You can also export rows via JDBC. Like the example above for importing via JDBC, this is a notional example only. Change the details in it to match your database and JDBC driver, ensuring that the JDBC driver jar is in the ./ext
directory of your Flux installation:
-
./bin/flux export-jdbc \ --connection-string "flux-example-user:password@localhost:8004" \ --query "op.fromView('example', 'employees', '')" \ --jdbc-url "jdbc:postgresql://localhost/postgres?user=postgres&password=postgres" \ --jdbc-driver "org.postgresql.Driver" \ --table employees \ --mode overwrite
-
bin\flux export-jdbc ^ --connection-string "flux-example-user:password@localhost:8004" ^ --query "op.fromView('example', 'employees', '')" ^ --jdbc-url "jdbc:postgresql://localhost/postgres?user=postgres&password=postgres" ^ --jdbc-driver "org.postgresql.Driver" ^ --table employees ^ --mode overwrite
Previewing commands
For many data movement use cases, it can be helpful to see a preview of the data read from a particular source before any processing occurs to write that data to a destination. Flux supports this via a --preview
option that accepts a number of records to read and display, but without writing the data anywhere.
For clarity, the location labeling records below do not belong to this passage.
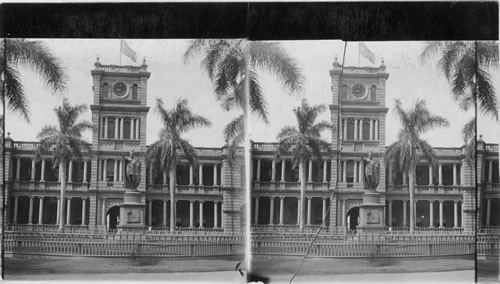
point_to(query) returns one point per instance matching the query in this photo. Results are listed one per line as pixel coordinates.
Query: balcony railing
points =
(283, 186)
(427, 189)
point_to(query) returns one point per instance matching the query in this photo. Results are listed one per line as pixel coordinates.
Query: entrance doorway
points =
(113, 217)
(353, 218)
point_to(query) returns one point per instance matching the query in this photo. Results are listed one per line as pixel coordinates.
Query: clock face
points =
(120, 89)
(359, 91)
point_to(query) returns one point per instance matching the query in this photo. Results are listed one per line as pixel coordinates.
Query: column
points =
(360, 129)
(18, 168)
(201, 214)
(150, 212)
(42, 176)
(405, 224)
(325, 165)
(282, 209)
(440, 213)
(85, 171)
(33, 169)
(103, 204)
(323, 215)
(84, 207)
(355, 172)
(271, 210)
(115, 171)
(116, 127)
(105, 119)
(216, 213)
(310, 171)
(58, 219)
(121, 127)
(256, 217)
(273, 171)
(454, 174)
(283, 162)
(488, 211)
(132, 131)
(164, 213)
(355, 129)
(440, 174)
(344, 171)
(191, 213)
(104, 170)
(258, 170)
(343, 212)
(430, 175)
(431, 213)
(490, 171)
(137, 129)
(191, 175)
(40, 210)
(298, 210)
(68, 211)
(200, 174)
(215, 174)
(120, 170)
(389, 218)
(455, 214)
(344, 136)
(30, 212)
(70, 171)
(371, 130)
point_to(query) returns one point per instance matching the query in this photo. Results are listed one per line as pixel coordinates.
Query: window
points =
(350, 129)
(344, 92)
(104, 91)
(373, 93)
(134, 92)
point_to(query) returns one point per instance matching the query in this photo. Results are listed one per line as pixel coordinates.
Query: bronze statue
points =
(132, 172)
(372, 172)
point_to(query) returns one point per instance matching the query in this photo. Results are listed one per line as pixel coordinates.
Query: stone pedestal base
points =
(371, 215)
(132, 213)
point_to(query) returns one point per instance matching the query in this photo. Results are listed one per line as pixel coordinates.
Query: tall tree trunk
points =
(411, 187)
(62, 175)
(171, 187)
(302, 195)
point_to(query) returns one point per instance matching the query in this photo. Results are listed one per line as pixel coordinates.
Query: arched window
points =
(374, 93)
(126, 128)
(344, 92)
(104, 90)
(350, 129)
(134, 92)
(350, 172)
(366, 130)
(111, 127)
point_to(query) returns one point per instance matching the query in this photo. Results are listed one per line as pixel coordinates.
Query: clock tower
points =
(119, 115)
(358, 117)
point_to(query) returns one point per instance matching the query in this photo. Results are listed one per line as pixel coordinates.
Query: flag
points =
(366, 53)
(125, 49)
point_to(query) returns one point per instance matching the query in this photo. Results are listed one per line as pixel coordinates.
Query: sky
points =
(172, 79)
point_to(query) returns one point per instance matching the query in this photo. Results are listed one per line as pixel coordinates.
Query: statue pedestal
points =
(132, 216)
(371, 215)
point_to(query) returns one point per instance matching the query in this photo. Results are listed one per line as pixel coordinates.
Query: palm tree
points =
(168, 150)
(466, 66)
(305, 142)
(405, 153)
(66, 143)
(34, 55)
(229, 62)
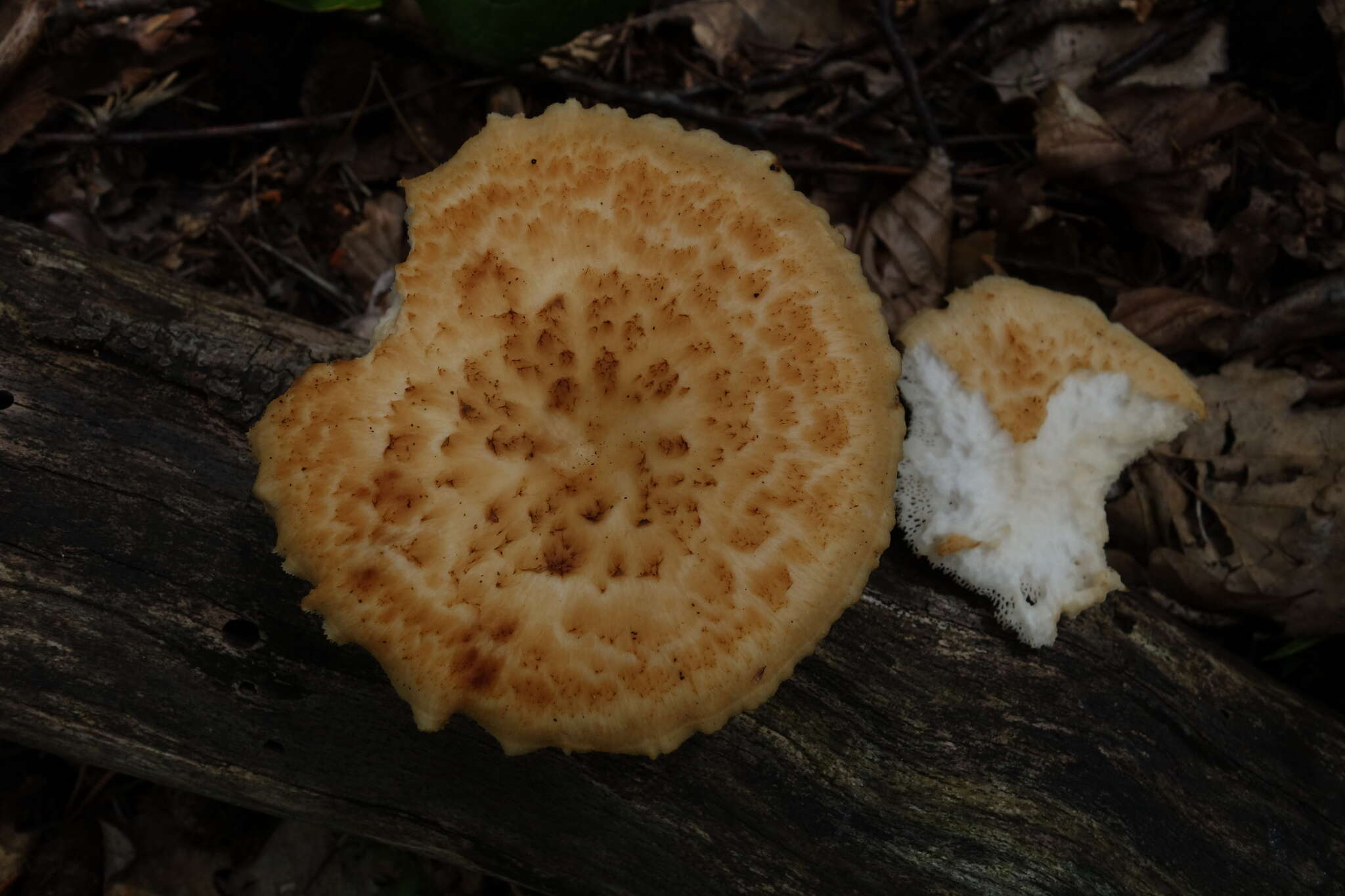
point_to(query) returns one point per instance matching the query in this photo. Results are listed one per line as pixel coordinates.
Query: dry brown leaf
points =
(1172, 320)
(1268, 512)
(904, 244)
(373, 246)
(24, 105)
(1074, 51)
(1315, 310)
(1075, 141)
(720, 26)
(971, 257)
(1151, 151)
The following example shows how an export command can preview 10 rows read from MarkLogic without writing any data to files:
-
./bin/flux export-parquet-files \ --connection-string "flux-example-user:password@localhost:8004" \ --query "op.fromView('example', 'employees')" \ --path export/parquet \ --preview 10
-
bin\flux export-parquet-files ^ --connection-string "flux-example-user:password@localhost:8004" ^ --query "op.fromView('example', 'employees')" ^ --path export\parquet ^ --preview 10
See the Common Options guide for more information.
Reprocessing data
The reprocess
command in Flux allows for custom code - either JavaScript or XQuery - to be executed for selecting and processing data in MarkLogic. The following shows an example of adding a new collection to each of the employee documents:
-
./bin/flux reprocess \ --connection-string "flux-example-user:password@localhost:8004" \ --read-javascript "cts.uris(null, null, cts.collectionQuery('employee'))" \ --write-javascript "declareUpdate(); xdmp.documentAddCollections(URI, 'reprocessed')"
-
bin\flux reprocess ^ --connection-string "flux-example-user:password@localhost:8004" ^ --read-javascript "cts.uris(null, null, cts.collectionQuery('employee'))" ^ --write-javascript "declareUpdate(); xdmp.documentAddCollections(URI, 'reprocessed')"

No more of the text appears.